It calls for us to abandon ourselves, and, in so doing, rediscover ourselves. It calls us to lay down those yearnings that bite so keenly, and to take up the mantle of self-sacrifice.

For it is it not said that the first shall be last, and the last first? Is it not in the shedding of self that we can learn to truly serve? Is this not the heart of all reality, that we must learn to distinguish the shadow from the shadow-caster, that we unbind the anchors around our own necks, and let go the phantoms of passing favors? Is it not that we learn to close our eyes to regain sight, and apologize to be worthy of respect, and find that communion of spirit that transcends “juice and crackers?” And when we say “Merry Christmas” is it not to remember a desperate outcast child shivering in the straw, as opposed to a slogan to worship ourselves?
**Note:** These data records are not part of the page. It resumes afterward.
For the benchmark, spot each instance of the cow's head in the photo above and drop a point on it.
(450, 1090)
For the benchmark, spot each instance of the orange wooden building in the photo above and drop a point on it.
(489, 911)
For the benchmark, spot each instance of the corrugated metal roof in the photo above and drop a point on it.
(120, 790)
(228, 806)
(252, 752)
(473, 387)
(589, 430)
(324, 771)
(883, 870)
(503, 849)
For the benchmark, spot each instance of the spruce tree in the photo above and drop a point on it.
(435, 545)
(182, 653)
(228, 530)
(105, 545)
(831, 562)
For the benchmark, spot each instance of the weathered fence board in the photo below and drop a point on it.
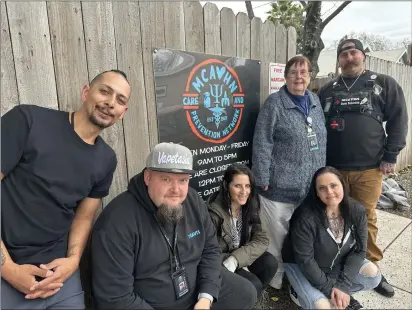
(69, 54)
(101, 56)
(268, 56)
(153, 36)
(256, 43)
(281, 44)
(174, 24)
(194, 30)
(211, 17)
(256, 38)
(292, 37)
(242, 35)
(50, 49)
(9, 93)
(130, 60)
(29, 28)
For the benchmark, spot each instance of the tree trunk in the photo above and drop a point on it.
(249, 9)
(312, 43)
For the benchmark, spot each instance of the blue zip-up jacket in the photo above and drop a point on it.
(282, 158)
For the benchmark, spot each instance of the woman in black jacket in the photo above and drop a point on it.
(235, 211)
(326, 246)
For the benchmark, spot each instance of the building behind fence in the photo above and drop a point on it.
(403, 75)
(49, 50)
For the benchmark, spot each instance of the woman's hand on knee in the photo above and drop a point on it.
(340, 299)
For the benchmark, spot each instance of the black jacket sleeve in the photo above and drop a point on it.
(355, 259)
(396, 117)
(15, 128)
(303, 238)
(208, 270)
(112, 264)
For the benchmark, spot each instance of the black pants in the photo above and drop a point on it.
(236, 292)
(261, 271)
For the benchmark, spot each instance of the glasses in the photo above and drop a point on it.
(294, 73)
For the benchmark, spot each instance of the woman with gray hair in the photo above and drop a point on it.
(289, 145)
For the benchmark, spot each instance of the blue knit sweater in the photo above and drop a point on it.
(282, 158)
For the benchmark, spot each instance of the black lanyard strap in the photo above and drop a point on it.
(173, 249)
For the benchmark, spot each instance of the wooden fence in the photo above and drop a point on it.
(49, 50)
(403, 75)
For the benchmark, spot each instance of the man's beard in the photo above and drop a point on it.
(352, 66)
(96, 122)
(169, 214)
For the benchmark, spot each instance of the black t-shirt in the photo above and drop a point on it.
(363, 143)
(48, 169)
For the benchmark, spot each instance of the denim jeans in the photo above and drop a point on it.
(308, 295)
(70, 296)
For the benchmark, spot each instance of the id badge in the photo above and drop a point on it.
(313, 142)
(180, 283)
(337, 123)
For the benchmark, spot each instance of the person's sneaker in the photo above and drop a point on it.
(293, 295)
(354, 304)
(384, 288)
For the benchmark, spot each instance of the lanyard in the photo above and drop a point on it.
(173, 249)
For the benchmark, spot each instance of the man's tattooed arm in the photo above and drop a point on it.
(4, 254)
(3, 257)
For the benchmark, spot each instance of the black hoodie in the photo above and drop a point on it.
(130, 257)
(312, 246)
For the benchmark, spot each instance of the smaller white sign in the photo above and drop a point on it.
(276, 76)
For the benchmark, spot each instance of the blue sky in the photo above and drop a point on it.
(391, 19)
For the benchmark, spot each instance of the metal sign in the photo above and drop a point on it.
(208, 103)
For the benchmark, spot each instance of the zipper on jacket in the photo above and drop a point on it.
(339, 247)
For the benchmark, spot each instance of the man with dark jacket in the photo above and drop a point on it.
(356, 104)
(155, 246)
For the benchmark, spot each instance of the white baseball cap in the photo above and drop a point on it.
(170, 157)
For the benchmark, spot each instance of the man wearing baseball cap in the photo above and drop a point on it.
(356, 104)
(155, 246)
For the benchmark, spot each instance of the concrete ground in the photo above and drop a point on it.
(395, 238)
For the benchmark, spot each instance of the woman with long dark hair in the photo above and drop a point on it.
(325, 250)
(234, 210)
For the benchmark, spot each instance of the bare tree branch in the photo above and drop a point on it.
(331, 16)
(249, 9)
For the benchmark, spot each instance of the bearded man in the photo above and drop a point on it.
(55, 170)
(155, 247)
(356, 105)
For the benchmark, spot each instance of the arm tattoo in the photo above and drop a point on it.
(3, 257)
(72, 250)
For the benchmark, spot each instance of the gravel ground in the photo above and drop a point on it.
(404, 178)
(279, 299)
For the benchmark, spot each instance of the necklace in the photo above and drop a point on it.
(348, 88)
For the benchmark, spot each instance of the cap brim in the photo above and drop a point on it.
(177, 171)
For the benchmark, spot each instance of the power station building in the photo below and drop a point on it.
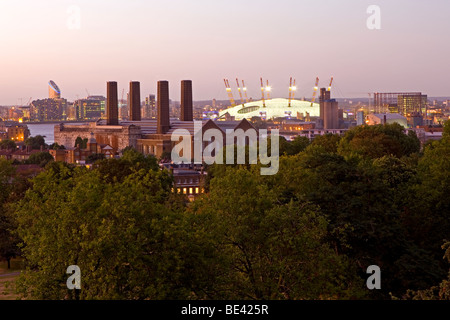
(149, 136)
(51, 109)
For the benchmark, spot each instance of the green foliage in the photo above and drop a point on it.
(439, 292)
(56, 146)
(40, 158)
(329, 142)
(35, 142)
(335, 207)
(122, 236)
(293, 147)
(82, 143)
(95, 157)
(269, 250)
(8, 240)
(7, 145)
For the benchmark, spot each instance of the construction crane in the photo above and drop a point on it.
(244, 88)
(316, 87)
(240, 93)
(230, 94)
(262, 92)
(331, 82)
(292, 89)
(290, 92)
(268, 88)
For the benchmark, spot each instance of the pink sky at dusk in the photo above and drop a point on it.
(206, 41)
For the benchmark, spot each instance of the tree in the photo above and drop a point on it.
(293, 147)
(122, 235)
(94, 157)
(268, 250)
(40, 158)
(378, 141)
(328, 141)
(35, 142)
(8, 145)
(56, 146)
(8, 240)
(439, 292)
(366, 202)
(80, 142)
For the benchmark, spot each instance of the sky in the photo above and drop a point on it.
(82, 44)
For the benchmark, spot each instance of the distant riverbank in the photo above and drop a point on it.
(47, 129)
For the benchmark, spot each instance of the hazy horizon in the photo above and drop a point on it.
(207, 41)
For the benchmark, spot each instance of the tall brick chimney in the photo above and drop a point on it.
(112, 106)
(186, 101)
(324, 96)
(135, 101)
(163, 107)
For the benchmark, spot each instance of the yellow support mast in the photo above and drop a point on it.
(316, 87)
(230, 94)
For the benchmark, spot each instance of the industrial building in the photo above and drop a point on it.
(386, 118)
(403, 103)
(51, 109)
(147, 136)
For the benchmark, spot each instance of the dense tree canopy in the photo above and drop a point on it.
(336, 206)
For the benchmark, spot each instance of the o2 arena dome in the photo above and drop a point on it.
(274, 108)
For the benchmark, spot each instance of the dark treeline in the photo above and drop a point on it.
(336, 206)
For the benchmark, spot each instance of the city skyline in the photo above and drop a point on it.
(151, 41)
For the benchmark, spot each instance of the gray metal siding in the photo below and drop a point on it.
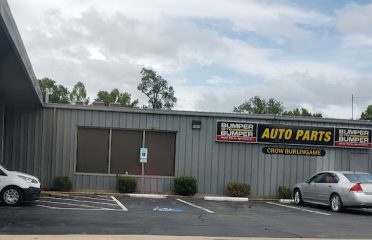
(42, 141)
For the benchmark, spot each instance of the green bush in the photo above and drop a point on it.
(62, 183)
(185, 185)
(236, 189)
(127, 184)
(284, 192)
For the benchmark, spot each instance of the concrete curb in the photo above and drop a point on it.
(137, 237)
(226, 199)
(139, 195)
(162, 196)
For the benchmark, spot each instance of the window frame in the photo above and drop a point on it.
(109, 160)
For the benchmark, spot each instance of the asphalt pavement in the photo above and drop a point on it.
(181, 217)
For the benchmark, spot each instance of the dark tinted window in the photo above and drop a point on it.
(125, 148)
(161, 152)
(331, 178)
(358, 177)
(92, 150)
(319, 178)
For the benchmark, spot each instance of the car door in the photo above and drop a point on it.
(310, 191)
(326, 187)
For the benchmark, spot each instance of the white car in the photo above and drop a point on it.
(16, 187)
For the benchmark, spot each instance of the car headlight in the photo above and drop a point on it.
(27, 179)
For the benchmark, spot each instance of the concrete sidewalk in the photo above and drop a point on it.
(135, 237)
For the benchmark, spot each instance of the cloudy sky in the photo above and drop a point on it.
(217, 53)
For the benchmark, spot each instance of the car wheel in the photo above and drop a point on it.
(336, 203)
(298, 197)
(11, 196)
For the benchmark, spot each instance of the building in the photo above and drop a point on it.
(92, 144)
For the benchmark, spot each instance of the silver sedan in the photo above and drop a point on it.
(337, 189)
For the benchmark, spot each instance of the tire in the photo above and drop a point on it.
(11, 196)
(335, 203)
(297, 197)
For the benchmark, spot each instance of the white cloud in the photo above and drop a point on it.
(106, 45)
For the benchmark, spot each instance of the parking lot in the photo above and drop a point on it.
(96, 214)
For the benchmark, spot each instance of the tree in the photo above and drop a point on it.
(59, 93)
(161, 96)
(115, 96)
(79, 93)
(367, 114)
(257, 105)
(303, 112)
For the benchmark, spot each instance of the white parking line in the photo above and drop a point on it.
(76, 200)
(70, 204)
(83, 209)
(301, 209)
(119, 203)
(196, 206)
(94, 198)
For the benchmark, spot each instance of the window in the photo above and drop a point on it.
(331, 178)
(125, 148)
(93, 148)
(93, 152)
(319, 178)
(161, 152)
(359, 177)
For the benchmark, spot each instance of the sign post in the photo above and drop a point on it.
(143, 160)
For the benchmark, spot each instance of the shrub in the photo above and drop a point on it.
(185, 185)
(127, 184)
(236, 189)
(62, 183)
(284, 192)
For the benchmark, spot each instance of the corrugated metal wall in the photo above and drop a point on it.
(42, 141)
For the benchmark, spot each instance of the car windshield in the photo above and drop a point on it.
(359, 177)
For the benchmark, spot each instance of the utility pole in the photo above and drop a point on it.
(352, 107)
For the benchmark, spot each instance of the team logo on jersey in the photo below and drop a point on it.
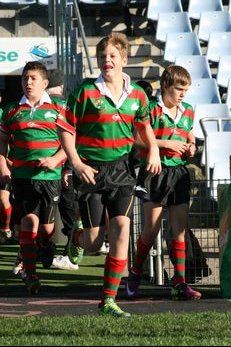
(116, 117)
(134, 106)
(98, 103)
(186, 123)
(33, 125)
(49, 114)
(18, 115)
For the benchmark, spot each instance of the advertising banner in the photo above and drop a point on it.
(15, 52)
(224, 203)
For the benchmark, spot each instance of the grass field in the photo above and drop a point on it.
(211, 328)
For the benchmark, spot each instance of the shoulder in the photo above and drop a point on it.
(187, 105)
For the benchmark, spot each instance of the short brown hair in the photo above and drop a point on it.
(174, 74)
(36, 65)
(116, 39)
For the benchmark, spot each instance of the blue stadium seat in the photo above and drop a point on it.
(196, 7)
(213, 21)
(178, 44)
(172, 22)
(211, 110)
(197, 65)
(224, 71)
(203, 91)
(219, 44)
(161, 6)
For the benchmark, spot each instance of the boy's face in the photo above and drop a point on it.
(33, 84)
(175, 94)
(110, 62)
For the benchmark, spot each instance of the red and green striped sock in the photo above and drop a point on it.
(178, 252)
(113, 272)
(5, 214)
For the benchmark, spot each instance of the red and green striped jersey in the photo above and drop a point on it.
(34, 135)
(165, 128)
(104, 131)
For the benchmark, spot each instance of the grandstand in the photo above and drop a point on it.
(77, 27)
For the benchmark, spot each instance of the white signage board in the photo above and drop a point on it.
(15, 52)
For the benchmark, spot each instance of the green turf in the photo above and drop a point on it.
(165, 329)
(169, 329)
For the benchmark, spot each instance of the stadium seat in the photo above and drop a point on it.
(197, 65)
(196, 7)
(224, 71)
(208, 111)
(172, 22)
(18, 3)
(219, 44)
(178, 44)
(159, 6)
(213, 21)
(97, 2)
(203, 91)
(217, 149)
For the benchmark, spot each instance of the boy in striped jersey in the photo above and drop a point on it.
(104, 113)
(172, 123)
(37, 158)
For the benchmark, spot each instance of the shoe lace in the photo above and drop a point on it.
(113, 308)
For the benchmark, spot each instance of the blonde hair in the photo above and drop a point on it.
(174, 74)
(116, 39)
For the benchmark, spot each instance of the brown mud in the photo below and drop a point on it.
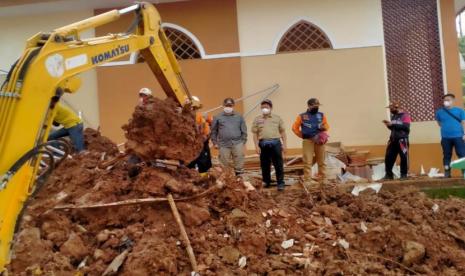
(233, 231)
(159, 131)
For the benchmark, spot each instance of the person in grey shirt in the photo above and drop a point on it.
(229, 134)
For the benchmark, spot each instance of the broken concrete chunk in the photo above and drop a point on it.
(74, 247)
(174, 186)
(343, 243)
(116, 263)
(193, 215)
(103, 236)
(238, 213)
(413, 252)
(229, 254)
(248, 186)
(287, 244)
(242, 262)
(363, 227)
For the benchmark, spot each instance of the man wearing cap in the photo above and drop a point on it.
(312, 126)
(452, 122)
(72, 127)
(398, 143)
(229, 134)
(270, 141)
(144, 95)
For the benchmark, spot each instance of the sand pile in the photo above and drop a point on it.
(159, 131)
(234, 230)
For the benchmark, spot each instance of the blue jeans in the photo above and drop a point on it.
(448, 144)
(271, 152)
(76, 133)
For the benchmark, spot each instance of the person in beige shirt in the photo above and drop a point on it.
(270, 142)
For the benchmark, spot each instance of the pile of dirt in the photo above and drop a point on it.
(160, 130)
(234, 229)
(94, 141)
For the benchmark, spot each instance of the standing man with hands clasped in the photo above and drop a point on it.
(398, 143)
(312, 127)
(452, 122)
(229, 134)
(270, 142)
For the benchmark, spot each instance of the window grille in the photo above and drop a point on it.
(413, 56)
(303, 36)
(183, 46)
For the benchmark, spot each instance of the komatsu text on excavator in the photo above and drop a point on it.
(49, 67)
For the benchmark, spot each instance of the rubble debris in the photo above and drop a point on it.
(413, 252)
(287, 244)
(95, 142)
(159, 131)
(233, 230)
(242, 262)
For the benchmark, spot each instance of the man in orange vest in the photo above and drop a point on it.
(203, 162)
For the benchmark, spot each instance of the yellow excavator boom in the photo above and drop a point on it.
(39, 78)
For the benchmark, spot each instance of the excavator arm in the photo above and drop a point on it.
(48, 68)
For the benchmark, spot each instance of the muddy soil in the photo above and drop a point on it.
(159, 130)
(233, 231)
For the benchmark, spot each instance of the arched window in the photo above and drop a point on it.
(303, 36)
(183, 46)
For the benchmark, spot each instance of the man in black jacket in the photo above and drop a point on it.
(398, 143)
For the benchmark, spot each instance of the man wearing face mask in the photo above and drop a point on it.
(229, 134)
(310, 126)
(398, 143)
(452, 122)
(268, 130)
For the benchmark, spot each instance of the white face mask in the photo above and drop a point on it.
(266, 111)
(228, 109)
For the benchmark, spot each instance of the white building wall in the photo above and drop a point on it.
(13, 36)
(348, 23)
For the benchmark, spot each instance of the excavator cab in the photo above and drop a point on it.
(49, 67)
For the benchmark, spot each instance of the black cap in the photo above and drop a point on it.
(268, 102)
(449, 95)
(313, 101)
(228, 101)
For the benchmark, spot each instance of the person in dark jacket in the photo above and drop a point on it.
(398, 144)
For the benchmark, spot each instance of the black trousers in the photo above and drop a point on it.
(394, 148)
(271, 151)
(204, 160)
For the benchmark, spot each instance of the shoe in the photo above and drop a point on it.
(447, 174)
(388, 177)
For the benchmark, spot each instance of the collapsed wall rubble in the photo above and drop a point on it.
(233, 230)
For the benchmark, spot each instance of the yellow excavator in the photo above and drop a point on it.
(49, 67)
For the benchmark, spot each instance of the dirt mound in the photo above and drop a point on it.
(158, 130)
(96, 142)
(233, 230)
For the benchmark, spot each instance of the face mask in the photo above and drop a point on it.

I offer you all I can, Mr. Trump, and I offer it from my heart’s blood, from my flowing ink and pounding music and all that pours from the art of God’s tears for the broken that need binding up. Take my prayers, take my blessings, and take these words. They are the best inauguration gift I can extend:

 

From the love of my own comfort,

From the fear of having nothing,

From a life of worldly passions,

Deliver me, O God!

 

From a need to be understood,

From a need to be accepted,

From the fear of being lonely,

Deliver me, O God!

 

From the fear of serving others,

From the fear of death or trial,

From the fear of humility,

Deliver me, O God!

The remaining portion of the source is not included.